3.2 De voorzitter overweegt ten overvloede dat ook indien mocht komen vast te staan dat verweerder aangifte zou hebben gedaan tegen klaagster, hem hiervan geen tuchtrechtelijk verwijt te maken valt. Het staat een advocaat vrij aangifte te doen van een volgens hem begaan strafbaar feit, ook indien het een oud cli ë nt betreft.
BESLISSING
De voorzitter:
wijst de klacht als kennelijk ongegrond af.
Aldus gegeven door mr. E.P. van Unen, voorzitter, met bijstand van mr.
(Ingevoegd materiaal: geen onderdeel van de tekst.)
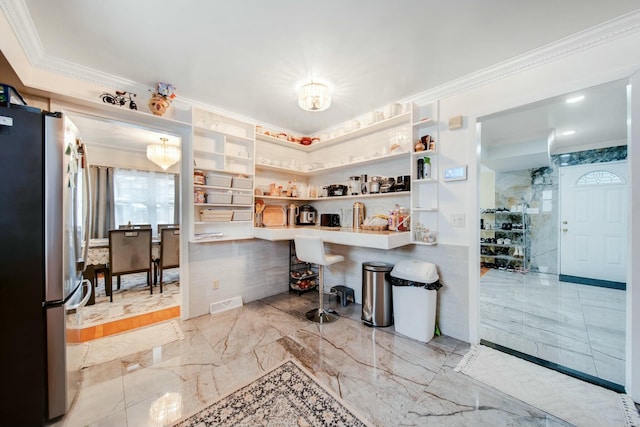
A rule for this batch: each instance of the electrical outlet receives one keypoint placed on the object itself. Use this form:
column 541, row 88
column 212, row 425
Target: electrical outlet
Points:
column 457, row 220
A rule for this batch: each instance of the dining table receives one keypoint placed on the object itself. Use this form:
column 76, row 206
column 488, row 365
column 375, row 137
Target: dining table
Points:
column 97, row 262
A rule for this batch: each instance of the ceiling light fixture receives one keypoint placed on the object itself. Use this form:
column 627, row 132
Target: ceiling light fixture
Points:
column 314, row 97
column 163, row 155
column 575, row 99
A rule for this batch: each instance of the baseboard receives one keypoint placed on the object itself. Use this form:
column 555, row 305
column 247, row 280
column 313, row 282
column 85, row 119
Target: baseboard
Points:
column 593, row 282
column 224, row 305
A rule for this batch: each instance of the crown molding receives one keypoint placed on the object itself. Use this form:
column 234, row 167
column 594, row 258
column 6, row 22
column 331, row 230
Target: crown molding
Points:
column 18, row 16
column 595, row 36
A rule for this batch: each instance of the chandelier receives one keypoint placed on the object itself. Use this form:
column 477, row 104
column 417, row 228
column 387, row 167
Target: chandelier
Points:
column 163, row 155
column 314, row 97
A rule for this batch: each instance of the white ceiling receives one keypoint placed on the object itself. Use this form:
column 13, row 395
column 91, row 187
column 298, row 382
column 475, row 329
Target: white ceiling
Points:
column 249, row 56
column 519, row 138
I.J.M. Huysmans-van Opstal, als griffier op 20 augustus 2013.
griffier voorzitter
Deze beslissing is in afschrift op 20 augustus 2013
per gewone en per aangetekende post verzonden aan:
- klaagster
per gewone post verzonden aan:
- verweerder
- de deken van de Orde van Advocaten in het arrondissement Oost-Brabant.
Ingevolge artikel 46h lid 1 van de Advocatenwet kunnen klager en de deken van de Orde van Advocaten in het arrondissement Oost-Brabant binnen veertien dagen na verzending van het afschrift van deze beslissing schriftelijk verzet doen bij de Raad van Discipline in het ressort ‘s-Hertogenbosch, Postbus 3115, 4800 DC Breda (fax: 076-5490569) . Het verzet wordt ingesteld door middel van indiening van een verzetschrift (in tweevoud), waarin de gronden van het verzet voorzien van een motivering worden omschreven. De termijn van 14 dagen begint op de dag volgend op die van verzending van de beslissing. Uiterlijk op de veertiende dag van die termijn moet het verzetschrift derhalve ontvangen zijn op de griffie van de raad van discipline. Verlenging van de termijn van 14 dagen is niet mogelijk.
Het verzetschrift kan op de volgende wijzen worden ingediend bij de raad van discipline:
a. Per post
Het verzetschrift dient samen met de beslissing waarvan verzet in tweevoud, per post te worden toegezonden aan de griffie van de raad.
Het postadres van de griffie van de raad van discipline is:
Postbus 3115, 4800 DC Breda
b. Bezorging
De griffie is gevestigd aan het adres Lage Mosten 7, Breda.
Teneinde er zeker van te zijn dat voor de ontvangst getekend kan worden of dat pakketten die niet in een reguliere brievenbus besteld kunnen worden, afgegeven kunnen worden dient u vooraf telefonisch contact op te nemen met de griffie van de raad. Het telefoonnummer van de raad van discipline is : 076-54 90 568.
c. Per fax
Het faxnummer van de raad van discipline is 076 – 54 90 569. Tegelijkertijd met de indiening per fax dient het verzetschrift samen met een afschrift van de beslissing waarvan verzet in tweevoud per post te worden toegezonden aan de griffie van de raad van discipline.